Monday, April 4, 2011

#19: MVP Baseball 2005

The last of EA's MLB games was its best, without a doubt.  MVP Baseball 05 brought all of the polished gameplay of the previous years while including 2 fantastic minigames and a time-sucking owner's mode.

It took the monotony of a 162-game season and made additions to get you through it.

The gameplay was great.  I'm going to keep it simple because we all know how a baseball game should play.  This one played the way it should.

The owner's mode was a carryover from Madden's owners modes.  However, in the Madden games, you were only dealing with your team.  In this game, you were dealing with minor league teams which meant that if you wanted to, you could manage an array of talent across all skill levels.  The multiplayer franchise mode was back and it's a shame that it's not in every sports game.  A common practice for Brad, Tych, and I would be to fantasy draft our separate teams and then simulate the season making our own free agent picks to see how we would do.  It was excellent and made us feel like managers.
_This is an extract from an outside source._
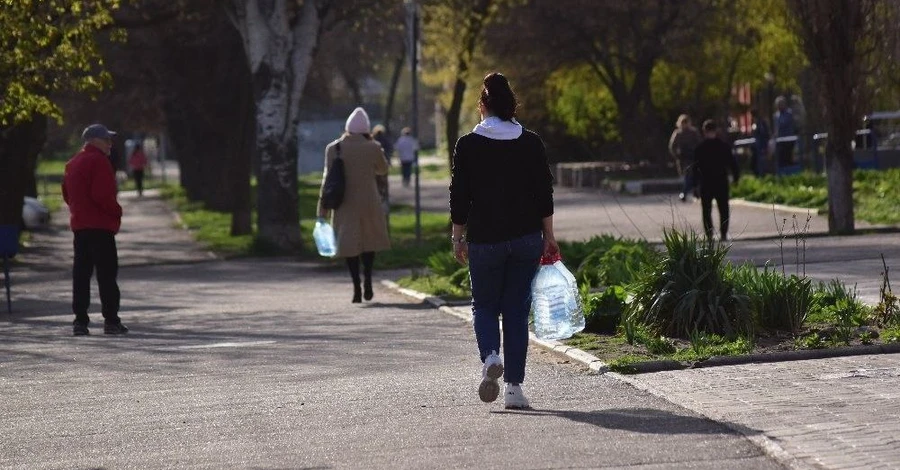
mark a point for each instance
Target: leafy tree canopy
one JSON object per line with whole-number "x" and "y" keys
{"x": 47, "y": 46}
The minigames put MVP over the top for me.  I've never been good at sports gameplay.  So, when EA added in a couple minigames that were addictive and forced you to learn the hitting and pitching controls, it ended up benefiting me greatly.

The hitting game had you striking BP pitches to whatever area of the field they wanted you to.  If you hit it to that area, you got a bonus.  The pitching game had you locating specific pitches to tiny areas of the strike zone to clear out colored blocks and get you big points.  They both served no purpose, but were insanely fun and made me better at the game.

Unfortunately, because of 2K's move to monopolize video game baseball (which was caused by EA's move to monopolize video game football), there hasn't been an EA MLB game since.  Let's hope that'll change in the near future.